Kawasan pesisir Sumatera Barat semakin tergerus abrasi dalam beberapa bulan terakhir. Kondisi ini mengkhawatirkan karena merusak rumah dan fasilitas umum serta mengganggu perekonomian warga.
Oleh
YOLA SASTRA
·5 menit baca
PADANG, KOMPAS — Kawasan pesisir Sumatera Barat semakin tergerus abrasi dalam beberapa bulan terakhir. Kondisi ini mengkhawatirkan karena merusak rumah dan fasilitas umum serta mengganggu perekonomian warga. Pemerintah diharapkan bisa mencarikan solusi untuk mengurangi dampak abrasi.
Seminggu terakhir abrasi parah kembali terjadi di kawasan obyek wisata Pantai Muaro Lasak, Kota Padang dan Kecamatan Batangkapas, Kabupaten Pesisir Selatan.
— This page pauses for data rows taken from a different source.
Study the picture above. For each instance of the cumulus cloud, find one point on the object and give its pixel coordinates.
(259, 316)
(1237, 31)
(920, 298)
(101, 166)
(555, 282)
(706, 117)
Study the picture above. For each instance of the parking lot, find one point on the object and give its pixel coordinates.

Abrasi parah di kedua lokasi tersebut setidaknya terjadi sejak Mei 2019.
”Ombak besar menghantam sekitar pukul 16.00 hingga pukul 21.00. Airnya nyaris sampai ke pinggir jalan (trotoar). Kalau dibiarkan terus, tidak hanya pantai yang habis, tetapi juga jalan,” kata Rahmat (54), pedagang di Pantai Muaro Lasak.
Jarak tebing pantai jejak abrasi di sekitar lapak Rahmat hanya sekitar 10 meter dengan trotoar. Sementara lebar pantai yang terkikis sekitar 15 meter. Hal ini mengkhawatirkan Rahmat karena saat abrasi terjadi Agustus lalu pantai di sekitar lapaknya tidak terlalu terdampak.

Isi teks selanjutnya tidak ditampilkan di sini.